Sure, something “hasn’t happened (yet)”.

Pretty much the definition of a nonexistent problem.

[–] [email protected] -2 points 7 months ago (1 children)

Sorry. But that’s just shallow word games, not to mention cherry picking my words.

The thing that has “happened” is that a mega corp with a track record has stated and acted on intentions to directly interact with the fediverse.

Calling that a nonexistent problem is like saying the sun doesn’t exist at night time.

[–] [email protected] 2 points 7 months ago (1 children)

It’s word games being used to point to something real. A longer way of saying “let’s not solve a non-existent problem” is “There is uncertainty in our understanding and predictions, so we should not treat predicted future problems the same as current observed problems”.
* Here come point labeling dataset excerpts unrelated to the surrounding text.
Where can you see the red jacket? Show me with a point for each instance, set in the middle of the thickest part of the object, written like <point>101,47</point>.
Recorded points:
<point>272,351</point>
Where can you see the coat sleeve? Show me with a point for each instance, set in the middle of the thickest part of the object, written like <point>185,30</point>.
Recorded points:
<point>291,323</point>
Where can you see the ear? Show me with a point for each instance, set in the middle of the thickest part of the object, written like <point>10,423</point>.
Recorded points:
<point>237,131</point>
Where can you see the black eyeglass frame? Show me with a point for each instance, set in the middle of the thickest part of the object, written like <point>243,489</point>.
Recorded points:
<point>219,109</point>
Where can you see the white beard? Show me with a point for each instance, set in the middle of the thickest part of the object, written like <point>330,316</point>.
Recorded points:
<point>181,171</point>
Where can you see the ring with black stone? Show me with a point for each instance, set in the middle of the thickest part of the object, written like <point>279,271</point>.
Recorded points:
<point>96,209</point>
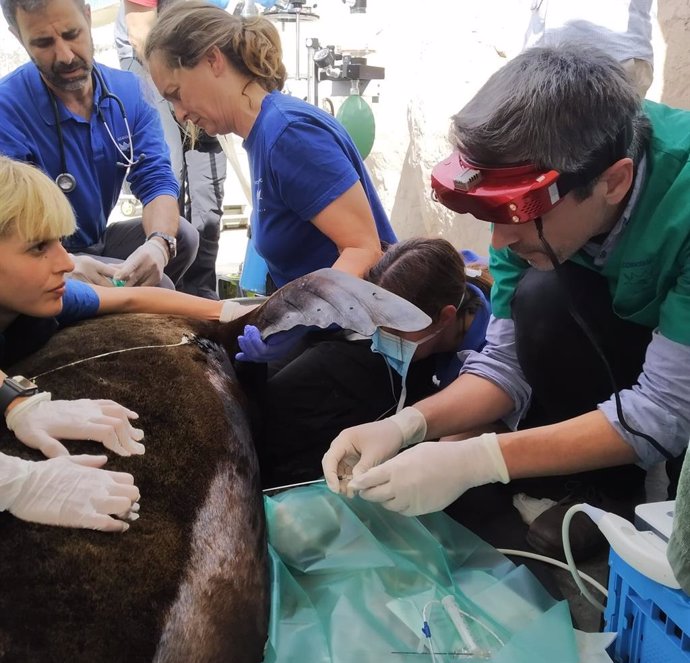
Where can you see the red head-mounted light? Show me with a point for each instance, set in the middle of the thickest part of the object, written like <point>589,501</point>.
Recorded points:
<point>512,194</point>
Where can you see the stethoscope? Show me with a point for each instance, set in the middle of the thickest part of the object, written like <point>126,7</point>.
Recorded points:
<point>65,180</point>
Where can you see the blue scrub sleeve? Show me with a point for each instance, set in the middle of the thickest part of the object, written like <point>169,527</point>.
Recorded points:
<point>79,302</point>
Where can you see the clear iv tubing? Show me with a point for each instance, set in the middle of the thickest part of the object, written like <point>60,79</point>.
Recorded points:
<point>458,618</point>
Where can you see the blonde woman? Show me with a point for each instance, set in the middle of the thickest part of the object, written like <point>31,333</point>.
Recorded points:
<point>36,298</point>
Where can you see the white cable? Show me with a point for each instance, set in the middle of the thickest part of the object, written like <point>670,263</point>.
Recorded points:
<point>555,562</point>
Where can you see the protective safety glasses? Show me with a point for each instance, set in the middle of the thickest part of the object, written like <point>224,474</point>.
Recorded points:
<point>512,194</point>
<point>517,193</point>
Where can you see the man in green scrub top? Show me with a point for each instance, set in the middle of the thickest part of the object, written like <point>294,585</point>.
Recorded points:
<point>618,227</point>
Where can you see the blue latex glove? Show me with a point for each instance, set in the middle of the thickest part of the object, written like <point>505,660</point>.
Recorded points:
<point>276,346</point>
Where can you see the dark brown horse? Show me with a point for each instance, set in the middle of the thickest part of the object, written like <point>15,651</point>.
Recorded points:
<point>188,583</point>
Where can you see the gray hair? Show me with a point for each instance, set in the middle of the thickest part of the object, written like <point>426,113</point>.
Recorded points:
<point>555,107</point>
<point>9,8</point>
<point>186,31</point>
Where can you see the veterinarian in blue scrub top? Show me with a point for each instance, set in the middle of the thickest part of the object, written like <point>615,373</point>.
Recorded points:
<point>313,202</point>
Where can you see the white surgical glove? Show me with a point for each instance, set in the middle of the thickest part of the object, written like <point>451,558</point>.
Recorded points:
<point>230,310</point>
<point>145,264</point>
<point>91,270</point>
<point>40,423</point>
<point>360,448</point>
<point>69,491</point>
<point>432,475</point>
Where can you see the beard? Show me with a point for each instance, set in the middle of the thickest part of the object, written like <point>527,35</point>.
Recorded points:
<point>55,75</point>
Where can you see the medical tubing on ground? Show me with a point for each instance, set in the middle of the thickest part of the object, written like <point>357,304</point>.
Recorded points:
<point>590,337</point>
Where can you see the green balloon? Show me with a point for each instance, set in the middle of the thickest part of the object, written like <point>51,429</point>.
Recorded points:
<point>356,116</point>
Using the phrase “non-existent problem” just points to this wisdom by reminding the person that the future is not a real thing but rather a mental image, ie it doesn’t exist yet, and may never exist the way we predict it.
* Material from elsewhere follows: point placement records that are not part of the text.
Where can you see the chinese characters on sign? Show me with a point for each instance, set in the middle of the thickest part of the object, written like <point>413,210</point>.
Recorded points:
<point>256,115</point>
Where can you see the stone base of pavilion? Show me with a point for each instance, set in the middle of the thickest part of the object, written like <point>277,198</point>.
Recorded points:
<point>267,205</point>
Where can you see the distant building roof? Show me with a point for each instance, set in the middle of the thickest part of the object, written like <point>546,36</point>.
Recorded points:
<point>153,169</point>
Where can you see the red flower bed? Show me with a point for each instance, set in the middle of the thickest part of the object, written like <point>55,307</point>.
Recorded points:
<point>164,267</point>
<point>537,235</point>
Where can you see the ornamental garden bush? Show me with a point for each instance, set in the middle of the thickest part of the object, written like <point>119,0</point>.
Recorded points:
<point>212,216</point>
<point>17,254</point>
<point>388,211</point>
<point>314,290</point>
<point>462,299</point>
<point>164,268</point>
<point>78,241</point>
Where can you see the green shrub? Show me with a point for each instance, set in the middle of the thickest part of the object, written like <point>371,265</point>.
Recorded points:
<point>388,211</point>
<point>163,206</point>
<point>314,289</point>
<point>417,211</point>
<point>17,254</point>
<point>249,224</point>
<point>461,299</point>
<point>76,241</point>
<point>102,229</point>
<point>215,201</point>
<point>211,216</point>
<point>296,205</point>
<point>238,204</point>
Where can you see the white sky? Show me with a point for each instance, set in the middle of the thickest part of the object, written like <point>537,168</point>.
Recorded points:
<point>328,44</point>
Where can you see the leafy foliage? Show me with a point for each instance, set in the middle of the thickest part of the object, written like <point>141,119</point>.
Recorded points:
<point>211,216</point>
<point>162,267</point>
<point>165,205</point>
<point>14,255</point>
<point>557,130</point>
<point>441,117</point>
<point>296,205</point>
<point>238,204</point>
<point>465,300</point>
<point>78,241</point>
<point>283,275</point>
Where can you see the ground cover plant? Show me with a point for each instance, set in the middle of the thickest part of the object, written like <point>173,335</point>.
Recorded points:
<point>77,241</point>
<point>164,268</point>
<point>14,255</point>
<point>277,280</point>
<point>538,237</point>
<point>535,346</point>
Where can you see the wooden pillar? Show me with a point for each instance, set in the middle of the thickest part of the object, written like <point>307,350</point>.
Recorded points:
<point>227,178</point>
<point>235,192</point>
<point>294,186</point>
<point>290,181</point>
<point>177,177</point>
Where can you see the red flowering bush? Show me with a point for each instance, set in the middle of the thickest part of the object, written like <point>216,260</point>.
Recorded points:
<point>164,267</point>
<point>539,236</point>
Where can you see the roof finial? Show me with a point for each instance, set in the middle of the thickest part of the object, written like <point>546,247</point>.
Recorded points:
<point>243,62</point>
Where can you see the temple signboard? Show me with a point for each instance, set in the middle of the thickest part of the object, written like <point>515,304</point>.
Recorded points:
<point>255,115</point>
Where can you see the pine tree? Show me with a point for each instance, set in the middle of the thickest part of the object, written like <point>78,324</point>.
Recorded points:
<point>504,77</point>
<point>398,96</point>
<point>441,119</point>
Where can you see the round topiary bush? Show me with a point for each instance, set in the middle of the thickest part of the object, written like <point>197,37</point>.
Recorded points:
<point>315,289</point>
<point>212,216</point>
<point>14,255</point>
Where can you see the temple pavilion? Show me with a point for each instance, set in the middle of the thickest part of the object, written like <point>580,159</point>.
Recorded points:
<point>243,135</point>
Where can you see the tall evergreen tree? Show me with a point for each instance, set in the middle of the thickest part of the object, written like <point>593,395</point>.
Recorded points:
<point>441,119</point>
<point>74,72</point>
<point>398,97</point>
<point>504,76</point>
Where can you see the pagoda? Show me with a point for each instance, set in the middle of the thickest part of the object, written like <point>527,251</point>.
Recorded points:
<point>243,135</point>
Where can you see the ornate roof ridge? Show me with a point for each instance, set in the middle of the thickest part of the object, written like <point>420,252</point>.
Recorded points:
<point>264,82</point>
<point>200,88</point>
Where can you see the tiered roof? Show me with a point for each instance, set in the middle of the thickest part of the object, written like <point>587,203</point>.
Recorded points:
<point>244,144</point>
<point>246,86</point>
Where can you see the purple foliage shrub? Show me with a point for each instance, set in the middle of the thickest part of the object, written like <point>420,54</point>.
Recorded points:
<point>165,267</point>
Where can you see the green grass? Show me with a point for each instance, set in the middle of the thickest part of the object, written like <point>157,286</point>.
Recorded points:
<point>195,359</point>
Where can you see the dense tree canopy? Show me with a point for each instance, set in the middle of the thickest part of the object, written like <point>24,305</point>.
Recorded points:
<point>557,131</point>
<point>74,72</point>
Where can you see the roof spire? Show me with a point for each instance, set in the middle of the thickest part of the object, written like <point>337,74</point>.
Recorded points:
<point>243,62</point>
It’s similar to “cross that bridge when we come to it” referring to not focusing efforts on future problems when there are plenty of present problems to solve.
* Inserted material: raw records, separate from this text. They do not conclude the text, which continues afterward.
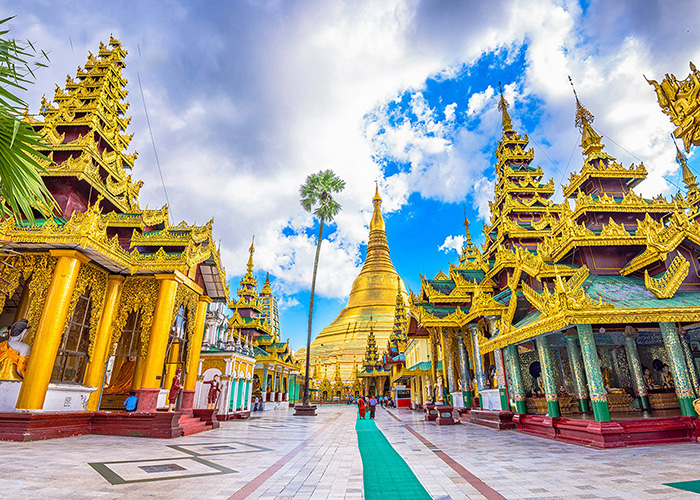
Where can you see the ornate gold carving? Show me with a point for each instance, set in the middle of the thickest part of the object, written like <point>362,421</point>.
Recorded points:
<point>665,286</point>
<point>139,293</point>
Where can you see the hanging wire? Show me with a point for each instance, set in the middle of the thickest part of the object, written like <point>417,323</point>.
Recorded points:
<point>153,142</point>
<point>636,157</point>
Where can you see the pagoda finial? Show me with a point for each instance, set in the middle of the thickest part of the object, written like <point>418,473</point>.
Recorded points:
<point>250,259</point>
<point>691,184</point>
<point>377,222</point>
<point>503,108</point>
<point>466,227</point>
<point>583,116</point>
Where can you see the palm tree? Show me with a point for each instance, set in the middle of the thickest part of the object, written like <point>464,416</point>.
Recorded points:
<point>21,188</point>
<point>317,198</point>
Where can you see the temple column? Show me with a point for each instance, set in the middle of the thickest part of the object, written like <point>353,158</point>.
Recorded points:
<point>50,329</point>
<point>433,365</point>
<point>445,363</point>
<point>577,371</point>
<point>640,388</point>
<point>516,378</point>
<point>157,343</point>
<point>690,362</point>
<point>478,364</point>
<point>263,397</point>
<point>448,355</point>
<point>548,379</point>
<point>23,306</point>
<point>195,350</point>
<point>681,379</point>
<point>95,370</point>
<point>599,396</point>
<point>467,392</point>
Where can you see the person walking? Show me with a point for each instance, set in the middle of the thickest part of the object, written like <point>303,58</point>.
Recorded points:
<point>372,407</point>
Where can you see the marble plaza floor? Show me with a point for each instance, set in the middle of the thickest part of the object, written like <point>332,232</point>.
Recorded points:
<point>277,455</point>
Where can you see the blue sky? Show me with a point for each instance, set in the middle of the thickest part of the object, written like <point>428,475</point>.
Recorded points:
<point>247,99</point>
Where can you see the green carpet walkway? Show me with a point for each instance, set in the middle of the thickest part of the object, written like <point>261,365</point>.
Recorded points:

[–] [email protected] 0 points 7 months ago

Nothing about the nature of Meta and their track record is imagined. Risk management is the concept you’re missing here, where a bit more of that earlier in the story of how big tech monopolised the internet and our lives on it would have gone a long way. Now where trying to pick up the pieces and a whole generation doesn’t even understand the problem.

The current substack situation is similar where a bunch of people got tricked into getting trapped in a monopolised platform by being convinced they could leave anytime all while the value of network effects was being used to build walls around them without anyone remembering that platform lock in is almost always bad. Plenty of people could have done something about it just to keep substack honest. But here we are again.